Les sœurs prennent les mesures nécessaires pour préparer l’arrivée des fourgons chargés de femmes crucifiées. Les gens des environs collaborent et laissent des sandwichs et des produits pour le petit-déjeuner.

Lorsque j’arrive à Egiluze, vers 22 h 30, tout est prêt pour accueillir ces réfugiés. De toute façon, il y a un certain malaise ou une certaine nervosité face à une situation non habituelle. Je ne sais pas vraiment ce que je fais à Egiluze, mais je sais que je suis là où je dois être : avec mes sœurs. L’arrivée est prévue à 1 h, puis à 2 h 30... Ces heures d’attente sont aussi un cadeau, un temps pour se retrouver, pour parler de l’humain et du divin... Sœur Karina prépare, avec talent et beaucoup de chaleur, des panneaux de bienvenue en langue ukrainienne. Nous décorons l’entrée, marquons les couloirs menant aux chambres et à la salle à manger, affichons un message de bienvenue dans la salle à manger : Ласкаво просимо ("Laskavo prosymo" = "bienvenue").
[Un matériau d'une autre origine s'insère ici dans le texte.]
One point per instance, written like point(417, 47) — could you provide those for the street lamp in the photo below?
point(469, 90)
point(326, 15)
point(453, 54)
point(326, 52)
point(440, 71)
À 2 h 15 du matin, nous continuons à bavarder, à certains moments, lorsque la fatigue se fait de plus en plus présente, nous fermons les yeux et reposons nos têtes sur le canapé : une image qui pourrait bien se retrouver, à ce moment précis, dans n’importe quelle famille. Dans ce calme agité, le silence prend le dessus : c’est le silence du samedi saint.

Un coup de téléphone rompt le silence ; c’est celui d’un des pompiers : ils ont encore du chemin à faire pour atteindre Irun, et ils estiment qu’ils arriveront vers 3 h 30 du matin.
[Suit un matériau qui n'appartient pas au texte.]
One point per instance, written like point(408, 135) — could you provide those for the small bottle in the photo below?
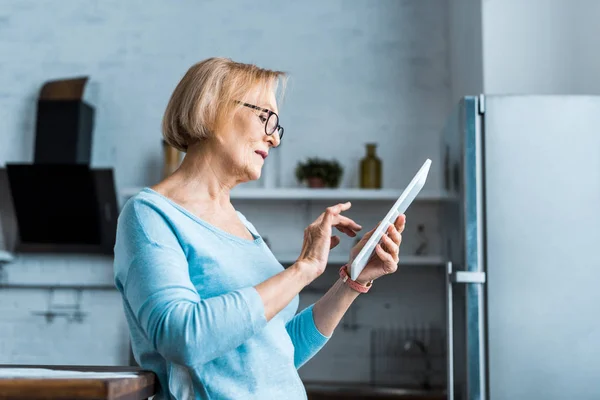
point(370, 169)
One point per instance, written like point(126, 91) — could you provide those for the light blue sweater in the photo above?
point(194, 316)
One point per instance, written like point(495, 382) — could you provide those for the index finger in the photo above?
point(338, 208)
point(400, 221)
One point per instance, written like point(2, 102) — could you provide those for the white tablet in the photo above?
point(407, 197)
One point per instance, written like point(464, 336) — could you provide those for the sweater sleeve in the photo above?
point(305, 336)
point(183, 327)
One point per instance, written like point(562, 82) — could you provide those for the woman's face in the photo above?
point(244, 140)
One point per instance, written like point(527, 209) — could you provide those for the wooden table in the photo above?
point(141, 385)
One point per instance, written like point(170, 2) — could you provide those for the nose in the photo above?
point(274, 139)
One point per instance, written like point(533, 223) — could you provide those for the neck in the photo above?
point(202, 177)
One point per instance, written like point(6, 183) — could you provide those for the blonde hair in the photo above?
point(206, 97)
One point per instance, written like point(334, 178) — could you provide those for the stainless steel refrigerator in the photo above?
point(523, 243)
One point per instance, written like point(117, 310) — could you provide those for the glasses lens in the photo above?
point(272, 123)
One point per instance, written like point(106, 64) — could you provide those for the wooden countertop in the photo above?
point(75, 382)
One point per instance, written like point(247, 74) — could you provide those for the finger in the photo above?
point(400, 222)
point(338, 208)
point(335, 240)
point(346, 230)
point(390, 247)
point(340, 220)
point(394, 234)
point(385, 257)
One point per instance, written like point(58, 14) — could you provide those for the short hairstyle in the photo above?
point(206, 97)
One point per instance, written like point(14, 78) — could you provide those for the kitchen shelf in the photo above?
point(340, 259)
point(323, 194)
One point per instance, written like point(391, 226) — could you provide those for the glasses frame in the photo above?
point(278, 128)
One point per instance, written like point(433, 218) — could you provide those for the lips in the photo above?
point(261, 153)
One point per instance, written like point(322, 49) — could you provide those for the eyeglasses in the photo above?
point(271, 120)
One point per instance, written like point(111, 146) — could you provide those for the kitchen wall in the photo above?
point(466, 58)
point(361, 71)
point(541, 46)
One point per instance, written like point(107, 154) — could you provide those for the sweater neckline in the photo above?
point(257, 239)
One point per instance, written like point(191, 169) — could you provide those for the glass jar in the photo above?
point(370, 169)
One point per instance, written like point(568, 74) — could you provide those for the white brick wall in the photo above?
point(361, 71)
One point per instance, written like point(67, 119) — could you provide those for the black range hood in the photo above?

Le silence, interrompu par un bâillement occasionnel, continue.

Il est 3 h 15, et je dois bouger pour ne pas m’endormir. Je décide de descendre dans la cour pour déposer dans mon véhicule le livre qui était avec moi et que, au milieu des bavardages et des silences, je n’avais pas ouvert. Quand j’arrive à la réception, de la petite fenêtre, je vois des lumières. « Qui est-ce ? Ce n’est pas encore l’heure, mais il y a plusieurs lumières », me dis-je. J’appelle Sœur Ana au téléphone. « Je pense qu’ils sont déjà arrivés, il y a plusieurs lumières », je lui dis. Elle répond : « Déjà ? Serait-ce l’Ertzaintza (police basque) ? Ils passent parfois par là pour des raisons de sécurité. Descendons, juste au cas où ».

La première à arriver à la réception est Sœur Maïté Heredia. Nous pensons que ce sont eux. Les autres sœurs arrivent (Sœur Consuelo, Sœur Charo, Sœur Karina).

Sœur Maïté Heredia ouvre la porte d’Egiluze. En effet, ce sont eux. Ou plutôt : elles. Elles sont la lumière. Une foule de femmes, certaines avec des enfants et des adolescents, sortent des fourgons, portant des sacs pas très grands. Nous sortons et nous nous approchons d’elles, en hochant la tête en signe de bienvenue et de respect. On peut voir la fatigue sur leurs visages, malgré les masques, et elles marchent lentement. Nous leur proposons de nouveaux masques, mais un des pompiers nous dit que ce n’est pas nécessaire, qu’ils en ont plus qu’assez pour les prochains jours. Elles se dirigent vers l’entrée, quelques sœurs conduisent les premiers, nous aidons à porter les sacs... Elles montent les escaliers et, voyant des chambres ouvertes, entrent. C’est un peu le chaos dans la distribution des chambres, mais peu à peu elles s’installent deux par deux, les mères avec leurs enfants... Je monte à nouveau les escaliers avec une femme ukrainienne : elle s’arrête devant la Croix du Ressuscité, regarde le Christ ressuscité et lui caresse doucement le pied avec un regard de gratitude. Je suis frappé par ce geste : la lumière au milieu des ténèbres.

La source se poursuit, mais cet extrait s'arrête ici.